Snow Golf

It snowed here last night–as it’s entitled to. Nevertheless, unless we get a big melt my friends will  have to change our Sunday golf plans. One possibility would be to play in the snow, at home. I own a pair of L. L. Bean snowshoes that I’ve never used for anything but golf, and I have a cache of orange balls.

It’s actually been a while since I played snow golf. I used to do it all winter long, with four old guys at my club who called themselves the Fuckheads, after their favorite term of endearment.
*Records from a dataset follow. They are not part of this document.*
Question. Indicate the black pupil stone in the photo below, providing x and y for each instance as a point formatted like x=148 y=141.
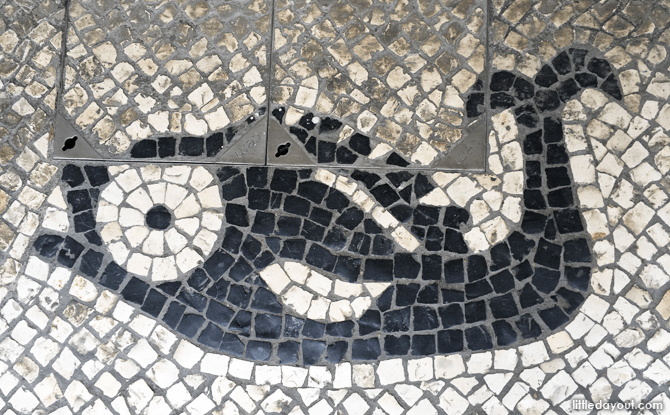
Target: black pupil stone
x=158 y=218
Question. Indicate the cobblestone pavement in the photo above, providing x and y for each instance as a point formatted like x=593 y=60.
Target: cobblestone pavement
x=356 y=207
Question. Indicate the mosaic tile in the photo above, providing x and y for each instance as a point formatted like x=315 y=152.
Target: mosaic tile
x=70 y=343
x=163 y=81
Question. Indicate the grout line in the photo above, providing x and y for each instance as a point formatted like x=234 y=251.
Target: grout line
x=270 y=77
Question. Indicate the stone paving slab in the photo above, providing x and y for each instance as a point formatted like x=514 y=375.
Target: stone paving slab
x=175 y=79
x=143 y=288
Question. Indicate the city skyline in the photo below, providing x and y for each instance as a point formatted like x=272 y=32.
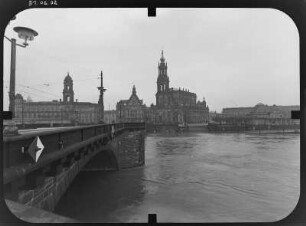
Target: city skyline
x=226 y=71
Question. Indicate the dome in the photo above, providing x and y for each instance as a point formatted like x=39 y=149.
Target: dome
x=68 y=78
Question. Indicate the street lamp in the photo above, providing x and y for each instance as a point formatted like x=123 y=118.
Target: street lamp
x=28 y=35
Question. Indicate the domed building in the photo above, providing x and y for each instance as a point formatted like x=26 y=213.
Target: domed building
x=66 y=111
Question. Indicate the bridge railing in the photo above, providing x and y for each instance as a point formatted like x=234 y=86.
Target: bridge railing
x=15 y=147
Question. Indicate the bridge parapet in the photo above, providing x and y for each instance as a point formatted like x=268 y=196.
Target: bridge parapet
x=65 y=152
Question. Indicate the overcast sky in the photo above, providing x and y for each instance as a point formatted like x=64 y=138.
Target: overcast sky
x=232 y=57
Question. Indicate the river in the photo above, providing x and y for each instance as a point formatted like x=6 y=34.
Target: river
x=195 y=177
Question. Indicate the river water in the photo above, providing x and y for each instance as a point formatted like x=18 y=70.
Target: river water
x=195 y=177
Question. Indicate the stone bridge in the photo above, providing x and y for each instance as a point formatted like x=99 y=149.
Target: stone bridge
x=40 y=180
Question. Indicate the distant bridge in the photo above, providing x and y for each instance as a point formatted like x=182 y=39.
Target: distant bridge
x=40 y=180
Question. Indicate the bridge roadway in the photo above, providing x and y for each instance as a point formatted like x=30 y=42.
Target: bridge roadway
x=66 y=151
They’re all dead now: John, who carried his golf bag by the handle, like a suitcase; Dick, who seldom took a waking breath that wasn’t filtered through a Tiparillo; Ed, who caddied for Titanic Thompson on our course the weekend of the wedding of Horton Smith, who won the first and third Masters tournaments and married a local girl; and Doug, who lived well into his nineties and whose house was up the street from mine. When they were younger, before I came along, they used to end their winter rounds by lighting a fire in the unheated cabin that serves as our clubhouse and drinking scotch while frost formed on the insides of the windows. One bitterly cold January morning long ago, they told me, the liquor froze in a glass that one of them had left on a table a few paces from the fire.

Playing golf in the snow is good for a golf swing. Snow dissipates energy even more than sand or dirt does, so you have to keep still and swing smoothly. Each of us carried only a single club, a limitation that inspired inventiveness in shot-making. It was while playing winter golf that I learned what must be the first principle of the golf swing: that the key to achieving power is not effort but ease. Facing a hundred-yard shot and having only a seven-iron with which to hit it, I swung easily and gracefully and launched my ball on a high, gorgeous, left-bending arc that ended deep within the woods behind the green.